I know when it’s time to eat my words and admit that, perhaps, I was wrong. A few years ago, I proclaimed (often) that I hated portraiture. In my defense, this was a period of overabundance, when Chloe Wise reigned supreme, and I was sick of seeing beautiful, posed people painted unremarkably in every gallery I entered. But it’s 2025 now, I’m older, a bit wiser, and I’ve seen Tim Presley at SADE.
The figures in Presley’s portraits are beautiful like those in an Egon Schiele work are; elegant, but decidedly uncanny. The subjects are borderline sickly with their sharp angles, elongated necks, and dimensionless faces—a clear nod to Expressionism. Actual expressions are largely absent, but where the tugged corners of mouths are missing, Presley has haphazardly placed brushstrokes that imbue their flat faces with movement.

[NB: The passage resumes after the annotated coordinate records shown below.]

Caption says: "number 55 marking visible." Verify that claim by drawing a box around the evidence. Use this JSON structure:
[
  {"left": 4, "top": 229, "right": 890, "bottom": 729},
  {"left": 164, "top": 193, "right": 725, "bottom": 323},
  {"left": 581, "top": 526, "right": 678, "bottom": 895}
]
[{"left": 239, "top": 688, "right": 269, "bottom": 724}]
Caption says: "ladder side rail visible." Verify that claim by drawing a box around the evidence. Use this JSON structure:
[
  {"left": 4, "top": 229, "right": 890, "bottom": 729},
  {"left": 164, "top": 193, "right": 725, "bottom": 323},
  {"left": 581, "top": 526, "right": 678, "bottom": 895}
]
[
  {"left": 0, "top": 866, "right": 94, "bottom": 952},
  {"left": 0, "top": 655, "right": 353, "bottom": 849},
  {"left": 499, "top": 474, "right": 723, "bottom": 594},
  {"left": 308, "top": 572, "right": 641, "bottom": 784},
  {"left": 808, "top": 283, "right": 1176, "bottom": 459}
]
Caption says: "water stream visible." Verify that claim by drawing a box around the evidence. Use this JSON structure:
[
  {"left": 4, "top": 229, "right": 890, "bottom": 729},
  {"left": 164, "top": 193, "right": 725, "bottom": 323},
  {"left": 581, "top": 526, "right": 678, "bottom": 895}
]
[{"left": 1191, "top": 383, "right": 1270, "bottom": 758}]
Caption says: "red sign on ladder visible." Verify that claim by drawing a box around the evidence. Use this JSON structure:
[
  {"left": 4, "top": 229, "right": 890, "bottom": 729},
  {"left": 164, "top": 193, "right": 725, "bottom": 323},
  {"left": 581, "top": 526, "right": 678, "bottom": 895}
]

There’s a near brutal, yet delicate somberness underscoring the works, derived from the languid faces and pared-down palette Presley employs. Even the nudes, where the bodies are softer in structure, have a hardened weariness to them as if made not out of desire but a primal impulse. The melancholia is disrupted by the sporadic Adidas and Nike insignias, which take one out of the otherwise timeless works, and the Xanax® logo in Lavender (2024) is humorous, but its inclusion feels out of place. The swords, however, are right where they belong, cutting through the frames with a stoicism that rivals the cold faces.